When adventurers imagine their perfect off-the-grid vehicle it may resemble something a lot like the Nissan Armada Mountain Patrol, a heavily modified SUV used by the automaker to demonstrates its off-road capabilities.
Nissan designers have traded the SUV’s stock components for far heavier equipment. A typical Armada has 33-inch tires. They have grown to 35 inches on the Mountain Patrol. It features heavy-duty steel bumpers, a sophisticated Icon Vehicle Dynamics coil-over suspension and a Cascadia Vehicle Tents unit that unravels over the roof to sleep four adults safe from rocks and critters.
Nissan timed its Mountain Patrol build for the 2018 Overland Expo West, the popular meeting for off-roaders and van-lifers in Flagstaff, Ariz. The automaker hopes its appearance will inspire Armada owners to take to the trails.
“We didn’t build this to show, we built it to run,” said David Page, a photographer for Fluid Peak Productions, experienced outdoorsman and Nissan consultant who guided the build of the Mountain Patrol.
Overlanding is experiencing rapid growth because it is more accessible than hardcore off-roading and more comfortable than rough camping. The 2018 Overland Expo West welcomed the most attendees and exhibitors since the event was founded in 2009. Organizers expected a record crowd of 14,000 attendees over the course of the weekend, up from 12,000 in 2017. The number of exhibitors grew by 30 percent to 365.
Nissan wants in on the fun and used the one-off Mountain Patrol to demonstrate what can be done with its vehicles. Vehicles such as the Jeep Wrangler and Toyota Tacoma are staples of the overlanding community where Nissan lacks a presence. Some Titan XD pickup trucks and a single Armada were scattered about the campground area, but otherwise the company’s products were hard to find.

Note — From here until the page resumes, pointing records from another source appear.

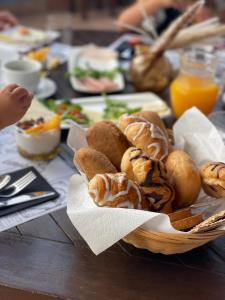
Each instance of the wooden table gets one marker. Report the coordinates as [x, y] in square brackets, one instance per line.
[47, 259]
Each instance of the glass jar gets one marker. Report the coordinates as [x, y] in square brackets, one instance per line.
[195, 85]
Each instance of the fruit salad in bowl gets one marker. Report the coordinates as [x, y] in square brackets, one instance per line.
[38, 139]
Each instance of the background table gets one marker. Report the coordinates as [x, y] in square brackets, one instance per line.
[47, 259]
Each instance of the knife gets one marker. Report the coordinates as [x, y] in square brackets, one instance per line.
[26, 198]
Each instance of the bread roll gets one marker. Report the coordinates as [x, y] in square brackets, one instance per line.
[213, 179]
[185, 178]
[92, 162]
[144, 170]
[105, 137]
[145, 135]
[116, 190]
[160, 196]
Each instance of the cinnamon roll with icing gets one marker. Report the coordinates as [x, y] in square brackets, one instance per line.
[151, 175]
[145, 135]
[116, 190]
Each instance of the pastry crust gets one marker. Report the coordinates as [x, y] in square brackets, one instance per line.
[213, 179]
[180, 214]
[145, 135]
[185, 178]
[116, 190]
[105, 137]
[93, 162]
[160, 196]
[144, 170]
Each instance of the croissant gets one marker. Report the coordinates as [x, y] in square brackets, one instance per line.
[116, 190]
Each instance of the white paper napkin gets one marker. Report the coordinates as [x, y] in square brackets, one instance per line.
[102, 227]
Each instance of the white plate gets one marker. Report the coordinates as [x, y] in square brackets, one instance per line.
[46, 88]
[76, 60]
[34, 37]
[94, 106]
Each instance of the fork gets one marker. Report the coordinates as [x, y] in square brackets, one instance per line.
[18, 185]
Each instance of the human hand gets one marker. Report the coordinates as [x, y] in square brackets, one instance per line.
[14, 102]
[7, 19]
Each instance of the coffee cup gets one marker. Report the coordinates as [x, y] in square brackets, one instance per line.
[24, 72]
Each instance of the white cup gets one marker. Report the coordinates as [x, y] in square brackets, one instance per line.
[24, 72]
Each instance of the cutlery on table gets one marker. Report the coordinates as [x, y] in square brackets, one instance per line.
[4, 180]
[26, 198]
[18, 185]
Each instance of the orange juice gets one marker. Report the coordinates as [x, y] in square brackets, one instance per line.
[190, 90]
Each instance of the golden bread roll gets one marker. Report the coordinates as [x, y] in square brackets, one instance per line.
[93, 162]
[105, 137]
[145, 135]
[160, 197]
[144, 170]
[116, 190]
[213, 179]
[185, 177]
[154, 118]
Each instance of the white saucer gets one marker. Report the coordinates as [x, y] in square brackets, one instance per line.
[45, 89]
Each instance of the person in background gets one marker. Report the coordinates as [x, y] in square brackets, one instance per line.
[7, 19]
[164, 12]
[14, 102]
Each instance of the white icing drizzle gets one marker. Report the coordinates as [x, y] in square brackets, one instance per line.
[109, 197]
[157, 149]
[125, 204]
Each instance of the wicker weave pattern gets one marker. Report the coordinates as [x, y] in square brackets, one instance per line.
[165, 243]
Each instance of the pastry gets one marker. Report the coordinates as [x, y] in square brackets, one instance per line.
[38, 139]
[105, 137]
[185, 177]
[145, 135]
[213, 179]
[213, 222]
[144, 170]
[187, 223]
[116, 190]
[160, 196]
[92, 162]
[180, 214]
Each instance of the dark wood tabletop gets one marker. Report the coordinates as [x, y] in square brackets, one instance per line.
[47, 259]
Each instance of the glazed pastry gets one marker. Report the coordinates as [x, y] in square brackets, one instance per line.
[145, 135]
[144, 170]
[185, 178]
[160, 197]
[213, 179]
[92, 162]
[105, 137]
[116, 190]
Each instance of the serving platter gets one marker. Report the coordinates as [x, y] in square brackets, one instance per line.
[76, 59]
[94, 106]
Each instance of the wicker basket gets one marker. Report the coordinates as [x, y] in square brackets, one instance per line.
[166, 243]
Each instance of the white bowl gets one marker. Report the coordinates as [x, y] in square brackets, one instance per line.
[24, 72]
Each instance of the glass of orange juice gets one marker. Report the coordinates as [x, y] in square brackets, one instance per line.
[195, 84]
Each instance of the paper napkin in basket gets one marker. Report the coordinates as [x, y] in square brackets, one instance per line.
[102, 227]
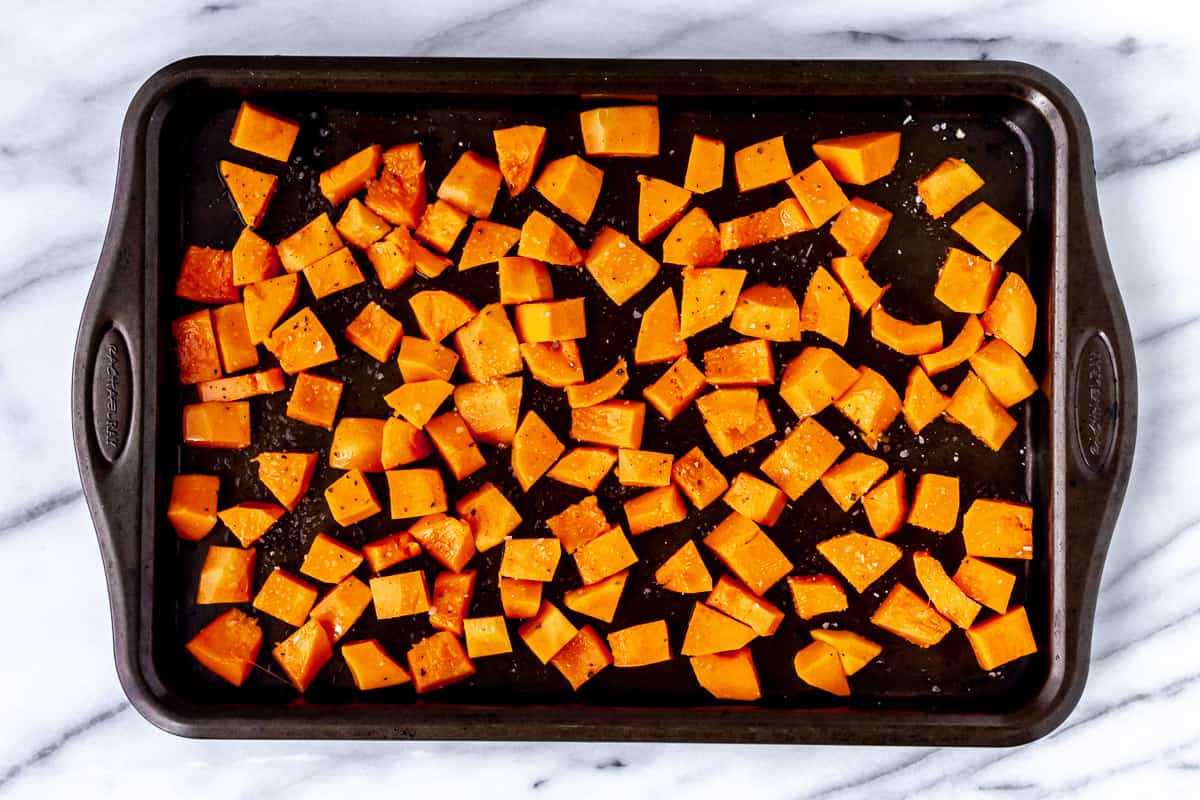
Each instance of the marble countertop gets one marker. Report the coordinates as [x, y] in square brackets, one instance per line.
[67, 72]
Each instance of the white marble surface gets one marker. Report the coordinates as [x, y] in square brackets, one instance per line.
[67, 72]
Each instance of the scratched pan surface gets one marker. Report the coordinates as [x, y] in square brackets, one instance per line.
[1008, 139]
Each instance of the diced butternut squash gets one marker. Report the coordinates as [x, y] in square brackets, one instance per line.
[309, 245]
[988, 230]
[286, 597]
[360, 227]
[441, 226]
[817, 193]
[973, 407]
[598, 600]
[732, 599]
[217, 425]
[419, 401]
[814, 379]
[658, 336]
[802, 457]
[1013, 316]
[1003, 372]
[654, 509]
[814, 595]
[767, 312]
[859, 228]
[887, 505]
[639, 645]
[935, 503]
[861, 288]
[472, 185]
[523, 280]
[966, 342]
[684, 571]
[375, 331]
[371, 667]
[304, 654]
[541, 239]
[228, 645]
[922, 401]
[267, 301]
[330, 560]
[531, 559]
[315, 400]
[388, 552]
[207, 276]
[762, 163]
[709, 295]
[451, 600]
[694, 241]
[486, 636]
[287, 475]
[415, 492]
[1002, 639]
[490, 515]
[612, 423]
[621, 131]
[487, 242]
[547, 632]
[520, 599]
[747, 362]
[697, 477]
[711, 631]
[351, 499]
[226, 576]
[727, 675]
[261, 131]
[534, 450]
[861, 559]
[583, 467]
[871, 404]
[947, 185]
[438, 661]
[301, 343]
[999, 529]
[519, 150]
[985, 583]
[859, 158]
[341, 607]
[852, 477]
[942, 593]
[619, 265]
[351, 176]
[749, 553]
[826, 310]
[573, 186]
[250, 190]
[251, 519]
[253, 259]
[911, 618]
[196, 347]
[756, 499]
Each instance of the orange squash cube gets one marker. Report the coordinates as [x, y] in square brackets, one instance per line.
[861, 158]
[814, 595]
[911, 618]
[684, 571]
[286, 597]
[371, 667]
[261, 131]
[228, 645]
[749, 553]
[351, 499]
[438, 661]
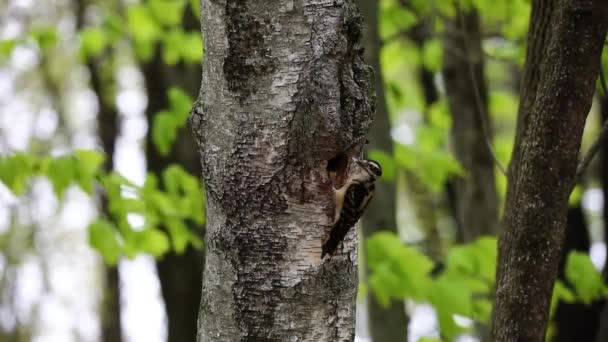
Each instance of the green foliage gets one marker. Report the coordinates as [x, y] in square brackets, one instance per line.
[168, 122]
[584, 277]
[427, 158]
[432, 52]
[396, 270]
[387, 162]
[395, 19]
[16, 169]
[146, 25]
[176, 207]
[93, 41]
[465, 286]
[6, 47]
[45, 36]
[103, 236]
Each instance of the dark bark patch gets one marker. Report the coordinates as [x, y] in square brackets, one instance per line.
[249, 56]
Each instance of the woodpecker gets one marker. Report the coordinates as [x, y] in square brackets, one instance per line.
[351, 199]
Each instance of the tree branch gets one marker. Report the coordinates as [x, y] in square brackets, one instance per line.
[480, 110]
[595, 147]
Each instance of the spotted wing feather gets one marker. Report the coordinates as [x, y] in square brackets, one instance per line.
[356, 199]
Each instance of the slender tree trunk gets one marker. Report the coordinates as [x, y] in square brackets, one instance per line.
[570, 36]
[603, 166]
[107, 126]
[475, 198]
[386, 324]
[284, 91]
[180, 275]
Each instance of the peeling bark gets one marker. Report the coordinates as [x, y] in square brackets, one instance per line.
[284, 90]
[564, 47]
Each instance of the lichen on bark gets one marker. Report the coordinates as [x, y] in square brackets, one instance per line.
[284, 90]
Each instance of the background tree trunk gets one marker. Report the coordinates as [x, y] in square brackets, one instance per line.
[284, 90]
[107, 127]
[570, 36]
[180, 275]
[475, 198]
[576, 321]
[386, 324]
[602, 334]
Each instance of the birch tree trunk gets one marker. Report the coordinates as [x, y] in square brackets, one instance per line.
[284, 91]
[565, 43]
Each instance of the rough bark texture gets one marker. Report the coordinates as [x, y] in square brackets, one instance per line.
[576, 321]
[180, 275]
[544, 162]
[602, 334]
[284, 90]
[475, 198]
[386, 324]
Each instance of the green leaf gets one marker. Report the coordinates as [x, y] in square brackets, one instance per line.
[389, 166]
[62, 172]
[6, 47]
[585, 278]
[15, 171]
[164, 131]
[180, 104]
[144, 29]
[395, 20]
[167, 123]
[93, 41]
[195, 6]
[167, 12]
[89, 163]
[432, 53]
[45, 37]
[173, 42]
[180, 235]
[397, 271]
[164, 204]
[152, 241]
[103, 236]
[192, 47]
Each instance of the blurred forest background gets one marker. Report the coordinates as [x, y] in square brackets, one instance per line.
[101, 213]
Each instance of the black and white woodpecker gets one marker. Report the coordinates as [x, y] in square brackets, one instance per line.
[351, 199]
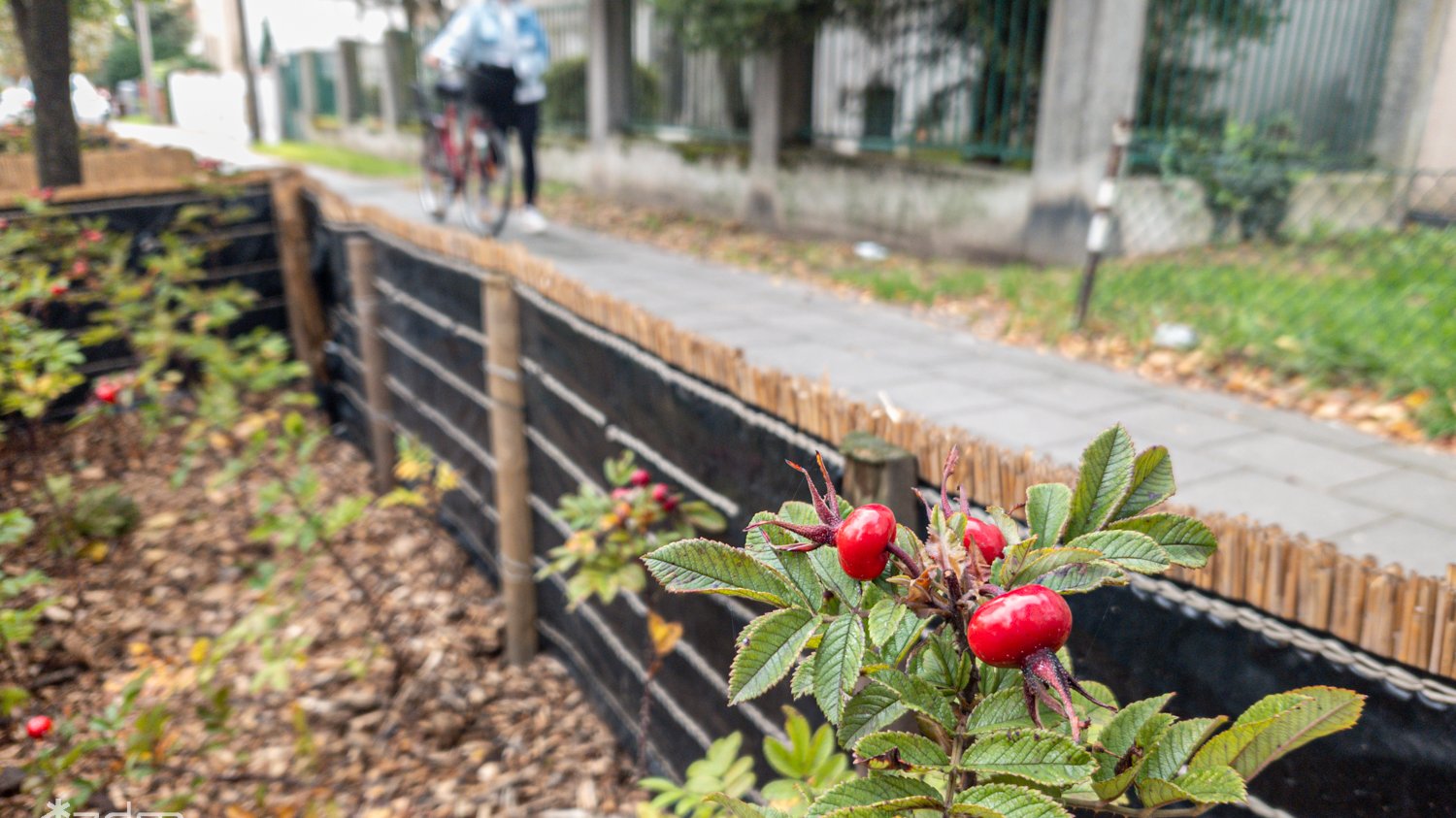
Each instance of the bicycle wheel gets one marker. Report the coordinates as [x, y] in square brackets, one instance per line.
[436, 185]
[488, 185]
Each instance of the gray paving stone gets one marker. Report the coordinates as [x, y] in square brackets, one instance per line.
[1076, 396]
[1411, 543]
[1153, 424]
[1021, 425]
[1298, 460]
[1270, 500]
[1408, 494]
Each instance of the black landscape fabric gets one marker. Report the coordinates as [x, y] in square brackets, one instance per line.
[590, 395]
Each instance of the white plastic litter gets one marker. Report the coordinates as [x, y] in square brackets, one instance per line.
[871, 250]
[1175, 337]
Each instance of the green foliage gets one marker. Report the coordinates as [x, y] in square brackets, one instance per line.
[978, 750]
[611, 533]
[809, 766]
[1248, 174]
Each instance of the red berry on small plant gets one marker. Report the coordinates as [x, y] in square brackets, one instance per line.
[37, 727]
[987, 538]
[864, 540]
[1024, 629]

Through an afternoon of driving the Armada Mountain Patrol conquered rocky trails high up in Arizona backcountry. Its upgraded suspension and tires handled the rocky minefields and shallow gullies the Coconino National Forest threw at— even carrying an additional 1,400 pounds.
A stock 2018 Armada also performed well on the same route. Its 5.6-liter V8 engine helped the SUV zip through high-speed dirt sections, and its electronic transfer case provided effective four-wheel drive.
But the Armada Mountain Patrol offered a completely different experience. Where the stock Armada tiptoed around treacherous spots, the Mountain Patrol barreled over them. Its ride remained balanced and its steering offered more feedback.
Driving the Armada required scanning the ground 3 feet ahead at nearly all times. Driving the Mountain Patrol required the willpower not to stomp the accelerator and blast away from the rest of the group.
The Mountain Patrol is aimed at Armada owners who may be considering an overland rig of their own. Nissan sold more than 9,000 Armadas through the first quarter of 2018, an increase of nearly 25 percent compared with the same period in 2017, according to research firm Autodata Corp. If the company can motivate a fraction of its owners to venture into overlanding it could rebrand the SUV’s reputation.
Overlanding provides an ease and accessibility to the outdoors. But minor hiccups still persist. The extra weight on the Mountain Patrol affects its acceleration, and the assorted racks and equipment rattle on. During a rest period high above dazzling forests and canyons the group noticed one of the front tow hooks on the Mountain Patrol had come loose and fallen off miles earlier.
Page came around the front to inspect.
“Well, that’s overlanding,” he said.